STRUCTURE-FUNCTION OF PLASMA SEX STEROID-BINDING PROTEIN

血浆性类固醇结合蛋白的结构-功能

• 批准号: 3312397
• 负责人: PHILIP H PETRA
• 金额: $ 10.93万
• 依托单位: UNIVERSITY OF WASHINGTON
• 依托单位国家: 美国
• 财政年份: 1981
• 资助国家: 美国
• 起止时间: 1981-04-01 至 1988-03-31
• 项目状态: 已结题
• 来源: https://reporter.nih.gov/project-details/3312397
• 关键词: X ray crystallography; androgens; autoradiography; chemical structure function; estradiol; hormone regulation /control mechanism; human tissue; membrane permeability; menstrual cycle; pregnancy; radiotracer; scintillation counter; sex hormones; steroid hormone; testosterone; tissue /cell culture

We are proposing to continue our long term studies towards understanding the biochemistry and physiology of the plasma sex steroid-binding protein, SBP. The project is divided into two parts: The first will comprise biochemical studies describing the chemical environment of steroid-binding sites to explain how steroids are bound to protein surfaces. We will attempt to identify amino acid residues in the steroid binding sites of both human and rabbit SBP by affinity labeling, and to determine the adjacent amino acid sequence. Since human SBP binds both E2 and T whereas rabbit SBP only binds T, a comparison should reveal the structural elements responsible for binding specificity. We will also undertake an x-ray diffraction analysis on SBP crystals and elucidate the entire amino acid sequence of SBP in an attempt to describe the three-dimensional structure of a steroid-binding protein. The second objective is to understand the role of SBP in the mechanism of action of steroid hormones in relation to reproductive biology. We will test a new hypothesis implicating SBP as a specific carrier of sex steroids across membranes. To this end, we will attempt to identify a SBP receptor on the plasma membrane by incubating 125I-hSBP with MCF-7 and HEC-50 cells in culture, and by in vivo infusion of 125I-rSBP into rabbits followed by autoradiographic examination of reproductive tissues in the electron microscope. We will also induce a long-term SBP withdrawal in the rhesus monkey by infusing F(ab)2 fragments of SBP antibodies and study the effects on the menstrual cycle and pregnancy (parturition).
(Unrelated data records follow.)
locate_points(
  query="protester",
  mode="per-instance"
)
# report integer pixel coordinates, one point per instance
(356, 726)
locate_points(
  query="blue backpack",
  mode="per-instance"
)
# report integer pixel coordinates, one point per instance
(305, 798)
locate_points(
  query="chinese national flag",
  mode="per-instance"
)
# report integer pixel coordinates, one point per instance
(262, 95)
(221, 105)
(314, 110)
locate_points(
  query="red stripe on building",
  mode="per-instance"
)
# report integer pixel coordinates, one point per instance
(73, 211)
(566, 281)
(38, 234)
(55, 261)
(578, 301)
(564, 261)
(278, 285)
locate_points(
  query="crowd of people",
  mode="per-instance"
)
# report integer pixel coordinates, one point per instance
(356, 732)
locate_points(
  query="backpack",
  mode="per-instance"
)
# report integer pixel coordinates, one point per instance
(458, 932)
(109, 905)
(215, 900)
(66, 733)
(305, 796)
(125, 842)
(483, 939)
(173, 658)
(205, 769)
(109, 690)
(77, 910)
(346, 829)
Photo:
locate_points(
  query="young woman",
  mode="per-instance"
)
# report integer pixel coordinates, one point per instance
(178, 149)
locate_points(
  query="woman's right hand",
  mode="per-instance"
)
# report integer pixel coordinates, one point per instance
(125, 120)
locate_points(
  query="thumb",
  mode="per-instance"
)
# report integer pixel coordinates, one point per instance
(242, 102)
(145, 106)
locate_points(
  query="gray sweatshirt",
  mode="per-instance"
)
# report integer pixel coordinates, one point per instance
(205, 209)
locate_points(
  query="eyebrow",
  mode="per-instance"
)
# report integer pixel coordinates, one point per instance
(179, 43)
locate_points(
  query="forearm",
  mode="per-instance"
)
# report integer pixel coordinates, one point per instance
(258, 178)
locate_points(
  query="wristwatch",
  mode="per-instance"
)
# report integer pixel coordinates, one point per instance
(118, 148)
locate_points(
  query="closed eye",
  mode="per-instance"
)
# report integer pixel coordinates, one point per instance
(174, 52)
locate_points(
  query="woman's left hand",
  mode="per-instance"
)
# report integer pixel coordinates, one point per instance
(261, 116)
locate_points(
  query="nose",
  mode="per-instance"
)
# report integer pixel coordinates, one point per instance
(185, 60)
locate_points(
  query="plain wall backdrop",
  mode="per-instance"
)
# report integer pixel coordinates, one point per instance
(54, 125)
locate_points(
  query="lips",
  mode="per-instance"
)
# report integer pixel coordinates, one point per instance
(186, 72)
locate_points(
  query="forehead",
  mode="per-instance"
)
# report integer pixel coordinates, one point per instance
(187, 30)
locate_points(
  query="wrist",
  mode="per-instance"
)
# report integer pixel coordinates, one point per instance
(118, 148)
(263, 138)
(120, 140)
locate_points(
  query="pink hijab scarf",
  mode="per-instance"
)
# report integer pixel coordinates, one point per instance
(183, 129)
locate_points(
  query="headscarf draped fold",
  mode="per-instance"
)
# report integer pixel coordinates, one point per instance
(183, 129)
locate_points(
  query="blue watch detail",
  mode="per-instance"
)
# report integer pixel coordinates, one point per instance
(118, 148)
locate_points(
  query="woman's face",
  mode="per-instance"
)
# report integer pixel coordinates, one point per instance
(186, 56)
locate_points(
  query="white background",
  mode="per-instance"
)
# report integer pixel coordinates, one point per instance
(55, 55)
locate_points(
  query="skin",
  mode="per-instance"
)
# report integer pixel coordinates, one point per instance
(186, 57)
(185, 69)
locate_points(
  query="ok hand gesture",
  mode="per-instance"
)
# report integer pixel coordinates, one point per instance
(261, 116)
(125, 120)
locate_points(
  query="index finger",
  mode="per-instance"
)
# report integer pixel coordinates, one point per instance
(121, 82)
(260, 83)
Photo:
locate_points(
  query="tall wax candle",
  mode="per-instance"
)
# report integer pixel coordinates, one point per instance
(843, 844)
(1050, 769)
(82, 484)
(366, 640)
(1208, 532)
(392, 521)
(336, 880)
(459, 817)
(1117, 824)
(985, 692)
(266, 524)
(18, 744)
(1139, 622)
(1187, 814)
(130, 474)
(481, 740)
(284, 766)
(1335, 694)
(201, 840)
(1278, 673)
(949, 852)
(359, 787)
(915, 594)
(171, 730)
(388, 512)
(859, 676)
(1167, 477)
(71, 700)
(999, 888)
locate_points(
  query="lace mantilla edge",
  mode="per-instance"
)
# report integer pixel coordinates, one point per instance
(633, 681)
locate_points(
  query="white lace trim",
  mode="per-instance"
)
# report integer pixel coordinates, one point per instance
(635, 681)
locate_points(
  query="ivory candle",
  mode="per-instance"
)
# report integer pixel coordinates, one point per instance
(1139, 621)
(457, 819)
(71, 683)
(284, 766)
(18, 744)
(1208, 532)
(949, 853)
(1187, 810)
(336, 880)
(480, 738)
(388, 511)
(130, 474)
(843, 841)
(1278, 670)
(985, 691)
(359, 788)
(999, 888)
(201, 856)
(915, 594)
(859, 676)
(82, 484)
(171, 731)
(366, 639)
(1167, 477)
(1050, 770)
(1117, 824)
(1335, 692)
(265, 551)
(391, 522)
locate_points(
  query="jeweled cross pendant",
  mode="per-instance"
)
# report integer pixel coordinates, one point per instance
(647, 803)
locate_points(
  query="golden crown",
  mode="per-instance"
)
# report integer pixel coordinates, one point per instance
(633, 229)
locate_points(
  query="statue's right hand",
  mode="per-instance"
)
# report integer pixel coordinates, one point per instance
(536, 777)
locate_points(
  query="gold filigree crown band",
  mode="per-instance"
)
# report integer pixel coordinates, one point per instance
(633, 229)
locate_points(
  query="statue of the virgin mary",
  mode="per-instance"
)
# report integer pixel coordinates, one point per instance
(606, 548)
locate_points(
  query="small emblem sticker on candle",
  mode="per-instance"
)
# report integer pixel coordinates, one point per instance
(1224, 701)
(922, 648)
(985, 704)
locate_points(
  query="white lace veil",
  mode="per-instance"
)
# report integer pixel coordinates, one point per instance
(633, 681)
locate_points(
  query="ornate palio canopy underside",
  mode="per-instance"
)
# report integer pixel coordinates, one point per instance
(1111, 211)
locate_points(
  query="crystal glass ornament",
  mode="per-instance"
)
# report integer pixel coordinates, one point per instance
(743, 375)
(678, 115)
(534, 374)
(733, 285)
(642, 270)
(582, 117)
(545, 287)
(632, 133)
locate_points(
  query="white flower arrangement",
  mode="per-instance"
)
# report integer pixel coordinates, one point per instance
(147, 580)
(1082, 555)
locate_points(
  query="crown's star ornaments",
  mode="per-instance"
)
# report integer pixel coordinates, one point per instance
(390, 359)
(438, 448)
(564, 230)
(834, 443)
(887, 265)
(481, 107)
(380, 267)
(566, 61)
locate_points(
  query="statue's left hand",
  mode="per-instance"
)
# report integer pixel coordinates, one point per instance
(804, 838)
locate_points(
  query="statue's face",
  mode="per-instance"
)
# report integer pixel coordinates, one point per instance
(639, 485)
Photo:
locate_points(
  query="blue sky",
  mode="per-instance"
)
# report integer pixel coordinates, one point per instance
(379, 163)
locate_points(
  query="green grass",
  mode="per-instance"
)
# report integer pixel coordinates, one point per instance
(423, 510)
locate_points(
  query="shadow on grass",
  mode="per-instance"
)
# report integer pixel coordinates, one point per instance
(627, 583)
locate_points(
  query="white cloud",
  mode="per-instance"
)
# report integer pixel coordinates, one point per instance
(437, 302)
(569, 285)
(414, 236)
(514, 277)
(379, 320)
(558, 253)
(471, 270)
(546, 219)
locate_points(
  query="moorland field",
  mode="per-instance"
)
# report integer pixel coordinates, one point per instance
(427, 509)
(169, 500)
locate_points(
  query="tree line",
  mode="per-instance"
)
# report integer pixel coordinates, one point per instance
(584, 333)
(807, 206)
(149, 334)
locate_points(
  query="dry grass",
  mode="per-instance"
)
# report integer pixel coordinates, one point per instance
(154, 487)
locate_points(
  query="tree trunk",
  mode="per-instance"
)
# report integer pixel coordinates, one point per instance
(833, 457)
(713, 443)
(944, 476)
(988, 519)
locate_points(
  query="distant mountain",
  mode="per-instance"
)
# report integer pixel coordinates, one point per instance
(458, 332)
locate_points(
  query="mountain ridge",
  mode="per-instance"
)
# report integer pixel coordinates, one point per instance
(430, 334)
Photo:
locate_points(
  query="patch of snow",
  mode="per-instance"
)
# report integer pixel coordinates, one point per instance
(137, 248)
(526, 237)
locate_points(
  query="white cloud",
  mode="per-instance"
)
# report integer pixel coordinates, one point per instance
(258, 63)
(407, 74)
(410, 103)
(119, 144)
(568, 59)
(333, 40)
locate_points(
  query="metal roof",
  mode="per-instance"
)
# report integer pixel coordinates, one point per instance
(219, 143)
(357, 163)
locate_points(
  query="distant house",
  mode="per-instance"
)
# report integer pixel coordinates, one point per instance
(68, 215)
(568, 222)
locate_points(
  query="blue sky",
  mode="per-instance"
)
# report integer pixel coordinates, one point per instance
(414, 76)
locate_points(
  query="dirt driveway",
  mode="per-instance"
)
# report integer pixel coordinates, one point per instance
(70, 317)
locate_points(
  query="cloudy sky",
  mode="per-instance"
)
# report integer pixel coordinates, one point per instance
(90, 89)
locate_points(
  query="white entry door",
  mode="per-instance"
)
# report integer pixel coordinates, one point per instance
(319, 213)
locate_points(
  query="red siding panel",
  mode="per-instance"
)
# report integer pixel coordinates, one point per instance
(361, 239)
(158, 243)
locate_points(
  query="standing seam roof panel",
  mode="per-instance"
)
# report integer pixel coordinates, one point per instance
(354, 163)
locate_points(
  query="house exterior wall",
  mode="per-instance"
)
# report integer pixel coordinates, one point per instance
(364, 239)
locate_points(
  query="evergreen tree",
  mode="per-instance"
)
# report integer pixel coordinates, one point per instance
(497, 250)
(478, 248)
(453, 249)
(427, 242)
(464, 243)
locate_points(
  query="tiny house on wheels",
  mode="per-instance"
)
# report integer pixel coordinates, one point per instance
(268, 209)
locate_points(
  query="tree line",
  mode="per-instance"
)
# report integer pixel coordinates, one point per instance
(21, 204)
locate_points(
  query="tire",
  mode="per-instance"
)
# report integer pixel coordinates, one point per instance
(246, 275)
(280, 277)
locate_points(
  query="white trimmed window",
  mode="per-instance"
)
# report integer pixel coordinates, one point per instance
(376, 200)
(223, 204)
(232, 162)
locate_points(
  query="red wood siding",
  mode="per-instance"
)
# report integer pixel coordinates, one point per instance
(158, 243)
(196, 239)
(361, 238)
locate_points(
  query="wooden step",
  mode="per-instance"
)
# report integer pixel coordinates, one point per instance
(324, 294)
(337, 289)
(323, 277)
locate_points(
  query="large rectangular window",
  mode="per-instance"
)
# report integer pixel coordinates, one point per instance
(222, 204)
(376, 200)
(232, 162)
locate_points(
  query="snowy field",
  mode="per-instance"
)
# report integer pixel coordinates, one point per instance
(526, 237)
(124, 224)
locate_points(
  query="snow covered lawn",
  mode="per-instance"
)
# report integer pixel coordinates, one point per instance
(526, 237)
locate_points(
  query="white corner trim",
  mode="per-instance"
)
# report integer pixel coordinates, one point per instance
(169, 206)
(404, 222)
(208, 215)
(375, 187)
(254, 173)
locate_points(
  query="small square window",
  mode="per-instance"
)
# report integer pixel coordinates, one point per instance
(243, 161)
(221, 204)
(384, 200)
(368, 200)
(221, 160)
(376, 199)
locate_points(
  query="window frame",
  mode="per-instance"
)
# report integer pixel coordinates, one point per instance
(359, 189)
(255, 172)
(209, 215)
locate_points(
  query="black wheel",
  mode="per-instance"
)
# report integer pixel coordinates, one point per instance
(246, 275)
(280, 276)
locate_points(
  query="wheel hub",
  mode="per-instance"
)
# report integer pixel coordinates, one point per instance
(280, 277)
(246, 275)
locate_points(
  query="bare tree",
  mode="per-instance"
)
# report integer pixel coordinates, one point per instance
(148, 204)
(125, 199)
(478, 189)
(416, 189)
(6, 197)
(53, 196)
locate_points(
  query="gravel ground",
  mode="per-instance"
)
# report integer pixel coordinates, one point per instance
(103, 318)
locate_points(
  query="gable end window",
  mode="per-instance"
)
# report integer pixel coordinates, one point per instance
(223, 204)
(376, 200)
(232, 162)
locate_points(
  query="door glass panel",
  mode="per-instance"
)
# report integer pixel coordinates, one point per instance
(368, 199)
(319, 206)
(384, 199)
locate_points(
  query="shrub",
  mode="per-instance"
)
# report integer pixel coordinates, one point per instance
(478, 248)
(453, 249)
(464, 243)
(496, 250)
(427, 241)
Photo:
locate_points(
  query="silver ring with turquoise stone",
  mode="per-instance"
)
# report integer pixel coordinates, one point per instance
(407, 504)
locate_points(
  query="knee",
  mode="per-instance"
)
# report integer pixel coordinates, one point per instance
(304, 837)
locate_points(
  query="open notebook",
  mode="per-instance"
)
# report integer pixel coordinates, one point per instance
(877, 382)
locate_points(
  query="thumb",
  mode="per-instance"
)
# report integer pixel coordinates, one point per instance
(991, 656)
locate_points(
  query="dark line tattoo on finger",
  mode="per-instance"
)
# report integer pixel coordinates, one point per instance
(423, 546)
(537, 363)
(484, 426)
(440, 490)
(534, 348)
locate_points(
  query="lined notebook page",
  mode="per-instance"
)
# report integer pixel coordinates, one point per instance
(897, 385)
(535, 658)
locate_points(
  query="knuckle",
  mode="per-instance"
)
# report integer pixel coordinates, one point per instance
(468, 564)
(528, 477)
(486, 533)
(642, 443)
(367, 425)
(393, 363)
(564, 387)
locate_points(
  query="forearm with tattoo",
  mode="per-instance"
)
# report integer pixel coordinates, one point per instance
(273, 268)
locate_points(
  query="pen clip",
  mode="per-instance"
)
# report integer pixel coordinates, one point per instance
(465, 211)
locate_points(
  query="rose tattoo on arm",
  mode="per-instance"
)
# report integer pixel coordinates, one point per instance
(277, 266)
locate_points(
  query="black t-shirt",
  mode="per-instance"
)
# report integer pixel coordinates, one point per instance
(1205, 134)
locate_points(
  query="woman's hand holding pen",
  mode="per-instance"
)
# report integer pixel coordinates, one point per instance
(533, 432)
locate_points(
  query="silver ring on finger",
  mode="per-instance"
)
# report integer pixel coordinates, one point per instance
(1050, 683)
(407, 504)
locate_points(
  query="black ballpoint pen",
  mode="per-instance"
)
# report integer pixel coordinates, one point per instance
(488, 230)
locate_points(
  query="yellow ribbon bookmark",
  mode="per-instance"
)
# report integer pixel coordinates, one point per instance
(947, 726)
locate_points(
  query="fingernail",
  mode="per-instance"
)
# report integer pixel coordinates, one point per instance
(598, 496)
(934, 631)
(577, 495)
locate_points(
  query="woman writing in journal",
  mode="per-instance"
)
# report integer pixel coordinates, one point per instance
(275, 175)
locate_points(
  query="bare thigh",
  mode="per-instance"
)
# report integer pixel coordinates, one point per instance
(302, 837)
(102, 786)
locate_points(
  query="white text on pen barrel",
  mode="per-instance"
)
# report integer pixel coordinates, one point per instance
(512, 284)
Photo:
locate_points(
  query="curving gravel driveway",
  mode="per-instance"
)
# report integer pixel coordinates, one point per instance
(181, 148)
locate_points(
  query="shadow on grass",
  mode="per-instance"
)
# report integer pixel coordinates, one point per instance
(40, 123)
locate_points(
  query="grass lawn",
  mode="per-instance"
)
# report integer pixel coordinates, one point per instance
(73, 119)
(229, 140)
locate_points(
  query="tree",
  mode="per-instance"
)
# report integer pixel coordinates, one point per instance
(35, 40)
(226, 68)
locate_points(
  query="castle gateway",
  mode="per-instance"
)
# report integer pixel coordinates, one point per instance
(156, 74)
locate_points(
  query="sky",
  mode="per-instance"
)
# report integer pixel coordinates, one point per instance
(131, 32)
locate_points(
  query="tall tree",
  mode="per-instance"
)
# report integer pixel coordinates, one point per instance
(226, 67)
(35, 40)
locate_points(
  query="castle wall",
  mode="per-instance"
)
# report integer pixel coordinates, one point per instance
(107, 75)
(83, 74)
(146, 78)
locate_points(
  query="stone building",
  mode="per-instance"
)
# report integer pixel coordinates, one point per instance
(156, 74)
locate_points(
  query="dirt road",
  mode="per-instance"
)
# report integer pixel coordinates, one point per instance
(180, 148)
我们建议继续进行长期研究以了解 血浆性类固醇结合蛋白的生物化学和生理学， 收缩压。 该项目分为两部分： 第一个将包括描述化学物质的生化研究 类固醇结合位点的环境来解释类固醇如何结合 蛋白质表面。 我们将尝试鉴定氨基酸残基 通过亲和标记确定人和兔 SBP 的类固醇结合位点， 并确定相邻的氨基酸序列。 由于人类 SBP 结合 E2 和 T 都结合，而兔子 SBP 仅结合 T，比较应该显示 负责结合特异性的结构元件。 我们还将 对 SBP 晶体进行 X 射线衍射分析并阐明 SBP 的完整氨基酸序列，试图描述 类固醇结合蛋白的三维结构。 第二个目标是了解 SBP 在机制中的作用 类固醇激素与生殖生物学的作用。 我们将 测试一项新假设，表明 SBP 是性类固醇的特定载体 跨膜。 为此，我们将尝试鉴定SBP受体 通过将 125I-hSBP 与 MCF-7 和 HEC-50 细胞一起孵育在质膜上 培养物中，并通过将 125I-rSBP 体内输注到兔子体内，然后 电子生殖组织放射自显影检查 显微镜。 我们还将诱导恒河猴长期停止 SBP 通过向猴子输注 SBP 抗体的 F(ab)2 片段并研究效果 关于月经周期和怀孕（分娩）。